BUF 4900: Internship

Course Description: Work experience with a company in the fashion industry, related to the student’s interest area. Students apply their formal education to professional situations in order to ease the transition into the work environment. Students keep a journal of their work, submit written analyses and meet periodically to discuss their experiences.

BUF 4500: Omni-channel Retailing

Course Description: Provides an in-depth analysis of the nature of distribution channels and their management of customer service at each stage. Topics include e-channel behavior; channel design; selection, motivation, and control of channel members, types of retailers, retailer marketing decisions, the future of retailing, and wholesaling. This course builds on knowledge gained in Consumer Behavior as retailing is focused on the consumer behavior experience and services provided to bring the best experiential services to their respective targeted demographics.  “Omni-channeling” retailing is the buzz word in the fashion industry that furthers the retailing experience to provide optimal customer service at all levels of the retail supply chain to maintain a competitive advantage.  
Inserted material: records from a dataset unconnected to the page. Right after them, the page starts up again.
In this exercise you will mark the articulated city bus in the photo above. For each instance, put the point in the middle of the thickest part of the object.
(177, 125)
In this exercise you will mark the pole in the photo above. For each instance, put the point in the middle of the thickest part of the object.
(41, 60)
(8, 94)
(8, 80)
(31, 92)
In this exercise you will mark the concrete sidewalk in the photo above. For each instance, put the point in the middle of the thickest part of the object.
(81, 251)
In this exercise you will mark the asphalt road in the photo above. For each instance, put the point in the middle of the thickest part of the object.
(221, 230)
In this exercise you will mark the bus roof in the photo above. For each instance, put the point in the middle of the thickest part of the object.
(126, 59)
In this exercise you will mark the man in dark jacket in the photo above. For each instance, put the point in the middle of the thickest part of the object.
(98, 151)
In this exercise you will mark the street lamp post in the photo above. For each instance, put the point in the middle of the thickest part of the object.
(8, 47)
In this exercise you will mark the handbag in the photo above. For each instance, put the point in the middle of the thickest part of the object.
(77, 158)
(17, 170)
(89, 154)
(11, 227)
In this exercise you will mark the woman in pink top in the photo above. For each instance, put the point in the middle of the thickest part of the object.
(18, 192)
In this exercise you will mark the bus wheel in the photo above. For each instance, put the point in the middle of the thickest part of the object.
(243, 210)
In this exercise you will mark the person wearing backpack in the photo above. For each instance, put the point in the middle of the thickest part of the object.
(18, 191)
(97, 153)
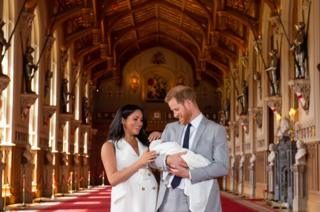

BUF 4700: Contemporary Issues in Fashion

Course Description: A senior level seminar course. Students investigate a specialized topic or topics related to the fashion industry. Research, discussion, and weekly readings will culminate in a final paper and presentation. Themes vary each semester. This course is designed to provide an exploration of contemporary issues that designers, merchandisers, product developers, and consumers confront as they create, wear, and discard fashion. The course emphasizes, but is not limited to, topics such as sustainability, globalization, and ethics. The objective of the course is to develop a dialogue on practices in fashion with a sense of sustainability, ethics and socially responsible manufacturing practices.

BUF 3500: Brand Image Marketing

Course Description: Investigates how to build, measure, and manage a brand. An exploration of visual literacy by considering the symbols and imagery used in formulating fashion brands and line identity. Explores the theoretical and practical use of images as a form of visual communication intended to convey specific messages about brand identity. This course is an attempt to discover how ideas
about identity are made, why some brand identities are more clearly understood than others, and how this ultimately affects consumer choice.

BUF 4300: Global Sourcing and International Trade

Course Description: An economic perspective of textile products, production and global sourcing will be discussed with emphasis on United States apparel industries.

BUF 3300: International Retail

Course Description: Key issues affecting international retailing with consideration of the global consumer’s welfare. Provides the student with a comprehensive view of retailing and an application of marketing concepts in a practical retail managerial environment. Retailing is changing, and the successful business will know how to identify, adapt, and plan with the changes, without moving away from its core competencies.

BUF 3100: Trend and Social Media

Course Description: An overview and analysis of current color, fiber, and fashion trends, as well as their impact upon sales forecasting. Students will research, analyze, and develop fashion forecasts related to specific seasons in the apparel industry. Students will learn how to forecast future trends in color, fabric, silhouettes, and textures and how to incorporate their findings into a specific trend forecast and correlating merchandising plan inclusive of mood boards, flat sketches, and spec details. Students will also learn how to develop those ideas into a format that can be understood by pattern makers and other producers at the primary level of fashion.